What they say is true, there is really no place like home. I miss home dearly. Am actually planning a trip home very soon. I have been researching on places for my family and I to just go and have a well-deserved vacation. If you know me, cheap or free is obviously on the menu. I actually stumbled on a few less popular places, some I never even knew existed.
CHALBI DESERT: Consider a desert safari, where you get to see oryx, ostriches, hyenas, and the endangered Grevy zebras. This hot, dry but fun place is located on the border of Kenya and Ethiopia. It was named by the Gabbra pastoralist community (the main ethnic community in the desert), chalbi meaning salty and bare.During the rains, the dry land turns into a shallow lake.It has several oases which nourish lots of palm groves and makes the desert habitable for both the communities and their animals. I can not deny, this safari is not for the faint-hearted as the temperatures are on the extremes, very hot during the day with highs of 360°c and extremely cold at nights with lows of 180°c. Further north, you are welcomed by the Hurri hills which offer moderate temperatures much to the relief of the safari daredevil. The hills offer great views of the boiling desert.
OLORGESAIILE PRE-HISTORIC SITE: I never knew that just south of Nairobi along the road to Lake Magadi there was a prehistoric site that was home to the world’s largest number of stone tools that were used between 600000 and 900000 years ago(the Acheulean period).Bones of animals killed using these tools have also been found in this area. The latest discovery in the site is a human skull is believed to have been a homo-erectus. These bones have been preserved over the years by the alkaline ash from the nearby volcanoes.Camping and sightseeing are the major attraction to this area while seeing a wild animal or two can be an added advantage.

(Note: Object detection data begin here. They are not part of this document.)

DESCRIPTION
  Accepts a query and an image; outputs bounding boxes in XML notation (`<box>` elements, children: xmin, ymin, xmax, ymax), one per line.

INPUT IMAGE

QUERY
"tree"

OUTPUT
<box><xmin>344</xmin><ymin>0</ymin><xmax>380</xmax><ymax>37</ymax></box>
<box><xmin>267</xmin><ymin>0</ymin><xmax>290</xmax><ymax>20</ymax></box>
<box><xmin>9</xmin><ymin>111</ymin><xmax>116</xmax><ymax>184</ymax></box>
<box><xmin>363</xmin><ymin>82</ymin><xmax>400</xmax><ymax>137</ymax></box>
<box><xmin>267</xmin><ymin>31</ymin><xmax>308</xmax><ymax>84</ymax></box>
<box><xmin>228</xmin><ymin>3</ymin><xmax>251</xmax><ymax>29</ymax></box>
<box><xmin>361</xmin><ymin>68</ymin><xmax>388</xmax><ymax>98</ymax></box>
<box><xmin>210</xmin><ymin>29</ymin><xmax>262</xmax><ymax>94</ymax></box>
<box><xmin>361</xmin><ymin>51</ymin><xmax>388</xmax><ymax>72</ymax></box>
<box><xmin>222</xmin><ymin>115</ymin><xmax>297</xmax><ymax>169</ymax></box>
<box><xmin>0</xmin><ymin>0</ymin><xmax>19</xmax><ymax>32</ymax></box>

THE RUINS OF GEDI: I have had of this archaeological site but in comparison to other well-known tourist sites in Kenya, it somehow made to my cut-list of the county’s well-hidden attractions. Forty-five acres of natural beauty in the Arabuko- Sokoke forest are ones believed to be a fortress housing around 2500 people. The walled town has mosques, a palace, one-story stone houses and tombs. The oldest tombstone places the town somewhere in between the eleventh and twelfth century. Trade is believed to have been the main income earner of the town. Sightseeing is the main attraction in this prehistoric site.
SIAWA SWAMP NATIONAL PARK: I am just about to admit my ignorance to the whole world. Born and raised in Kenya yet I have never heard of this national park in Kitale, Rift Valley region.At almost 3km² Siawa swamp national park is the smallest national park in Kenya. It is home to the rare and endangered Sitatunga, an aquatic antelope. It also houses over 300 species of birds and indigenous trees.Being a small national park there is no need to drive hence walking, sightseeing, bird watching and camping the main attractions.
PATE ISLAND: This blog has taught me one thing, I do not know my country as well as I Thought I did. A two or three-hour ferry ride from Lamu will get you to the most beautiful yet rarely visited ruins in Pate island.Archeologists suggest that the port on this low lying land was in existence from around the ninth century. Trade was the main income earner for the community. In 1812 the battle of Shella was believed to cause the downfall of the town and end the city-state.
MARSABIT MOUNTAIN: This extinct volcanic mountain is defiant to all rules of the ecosystem. It is cold and green yet it is surrounded by a vast and hot desert.The misty natural phenomenon is home to the endangered Grevy zebras, warthogs, lions and many more wild animals.The crater lake of this mountain is called lake paradise, however, because of human destruction, the lake is slowly dying.
KITULUNI HILL: This is by far the best free site to go to. it is located just 12km east of Machakos town. Imagine switching off your car on a hill and getting out of the car with your keys.On this hill, you will be astonished to see your car moving uphill unaided. It is called the Anti-Gravity hill by the community in the area. Water will go up the hill for approximately one kilometre before it starts to move sideways. It is a strange yet amazing place to go if you want to break the rules of gravity.